Now, as warnings of potential targets come out almost daily, Johnson finds especially troubling the 1996 statements of Abdul Hakim Murad, a Pakistani terrorist affiliated with al Qaeda, who confessed to police in the Philippines that he intended to use his American flight training to crash an explosives-laden plane into CIA headquarters in Virginia. Johnson says he recently examined Murad‘s confession, and it includes talk of plots to blow up U.S. nuclear facilities. He says the parallels between airline safety, pre--September 11, and security at nuclear facilities in 2002 is chilling.
“So here it is. We have known since 1995 that these are targets of bin Laden’s network. Now, what have we been doing about it?” he asks. Johnson says the government should have been reviewing safety and making improvements at nuclear plants.
“Do we know who is working at these plants, what their backgrounds are? How is the guard force trained? What are their security standards? Are these plants physically secure? Is the security coordinated by the federal government or, as in the case of utilities, is it left up to private industry, like it was with the airlines?
”These are the questions we should be asking right now,“ he adds. ”So we don‘t have to say after an attack, ’Gee, we couldn‘t imagine this ever happening.’ Because there is no imagination required.“ (Officials at the Department of Justice declined to respond to the questions posed by Johnson.)

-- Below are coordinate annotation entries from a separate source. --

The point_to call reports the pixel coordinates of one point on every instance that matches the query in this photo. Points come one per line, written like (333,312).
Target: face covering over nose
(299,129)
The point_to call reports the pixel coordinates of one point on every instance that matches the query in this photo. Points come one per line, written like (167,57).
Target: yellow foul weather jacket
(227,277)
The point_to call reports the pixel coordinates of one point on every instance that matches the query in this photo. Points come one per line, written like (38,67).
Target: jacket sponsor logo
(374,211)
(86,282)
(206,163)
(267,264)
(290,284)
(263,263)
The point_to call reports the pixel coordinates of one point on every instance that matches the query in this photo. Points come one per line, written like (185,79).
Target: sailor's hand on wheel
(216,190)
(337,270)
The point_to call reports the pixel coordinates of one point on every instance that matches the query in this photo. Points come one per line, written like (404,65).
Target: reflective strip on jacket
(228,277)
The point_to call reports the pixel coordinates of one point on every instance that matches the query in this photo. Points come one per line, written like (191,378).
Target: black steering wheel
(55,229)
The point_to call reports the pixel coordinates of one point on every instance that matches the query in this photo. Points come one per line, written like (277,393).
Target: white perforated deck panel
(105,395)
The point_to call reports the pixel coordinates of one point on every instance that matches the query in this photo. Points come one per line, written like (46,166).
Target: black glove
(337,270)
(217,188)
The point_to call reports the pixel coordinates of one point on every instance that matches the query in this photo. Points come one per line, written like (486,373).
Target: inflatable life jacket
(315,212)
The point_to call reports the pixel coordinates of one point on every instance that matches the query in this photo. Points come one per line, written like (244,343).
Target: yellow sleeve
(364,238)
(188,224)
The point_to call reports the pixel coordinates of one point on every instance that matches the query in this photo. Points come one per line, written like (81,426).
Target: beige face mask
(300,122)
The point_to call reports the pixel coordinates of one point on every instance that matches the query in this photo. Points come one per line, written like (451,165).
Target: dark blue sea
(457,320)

Johnson lays much of the blame for the nation‘s security lapses on the FBI. ”People have seen too many Tom Clancy movies,“ he says. ”That is not reality. The FBI is not equipped to analyze intelligence. Their job is to gathera information in support of an ongoing prosecution or in preparation for one.“
All this information that has been out there for years should have been passed on to the CIA, he adds. ”They have the people and the expertise to handle it, but they didn’t get it. That needs to change now, if it already hasn‘t.“
The record supports Johnson’s contention. There are the well-known tips, such as the CIA‘s briefing to Bush last August that warned of possible hijackings by Osama bin Laden, and a memo last July from FBI Special Agent Kenneth Williams documenting his suspicions regarding numerous Middle Eastern men taking flight lessons at a school in Arizona. But other, lesser-known developments have been circulating for years. They include:
• October 2000: Former U.S. Special Forces Sergeant Ali Mohammed, also known as Abu Mohammed ali Amriki, pleads guilty to five counts of conspiracy to murder and kidnap U.S. nationals and government employees in connection with the 1998 U.S. Embassy bombings in Africa. The former bin Laden lieutenant testifies that he provided security for a 1994 meeting between bin Laden and Imad Mugniyah in Sudan. Mugniyah, the security chief for the Lebanese Hezbollah, discussed upcoming operations with the al Qaeda leader. Mugniyah is believed to have planned a series of hijackings, including the 1999 pirating of an Air India jet, in which the hijackers used knives to take over the plane. Air India passengers were exchanged for five militants, including Ahmad Omar Saeed, who is being tried for reporter Daniel Pearl’s kidnapping and murder. Israeli and U.S. intelligence sources believe that Mugniyah, whose whereabouts are unknown, may have conspired with Ayman Al-Zawahiri, bin Laden‘s top commander, to plan the September 11 attacks.
• September 2000: A defecting Iraqi intelligence officer tells Iraqi National Congress representatives about Islamists being trained in hijacking techniques, including the use of one’s hands and knives to take over airliners. The training was conducted aboard a Boeing 707 parked at Salman Pal, a secret Iraqi camp. The information has been corroborated, post--911, by Sabah Khalifa Khodada Alami, a former Iraqi captain who was a military instructor at Salman Pak from 1994 to 1998. Post--911, U.S. intelligence releases an aerial photo of a 707 parked at Salman Pak.
• September 2000: FBI agents learn that L‘Houssaine Kherchtou, a Moroccan, had been sent to flight school by al Qaeda. His mission, he tells them, was to learn how to fly crop-dusters. He describes a meeting between an Egyptian member of the network and a fellow pilot that took place in 1993 or 1994 in the Sudan. The Egyptian was briefing the pilot on Western air-traffic-control procedures.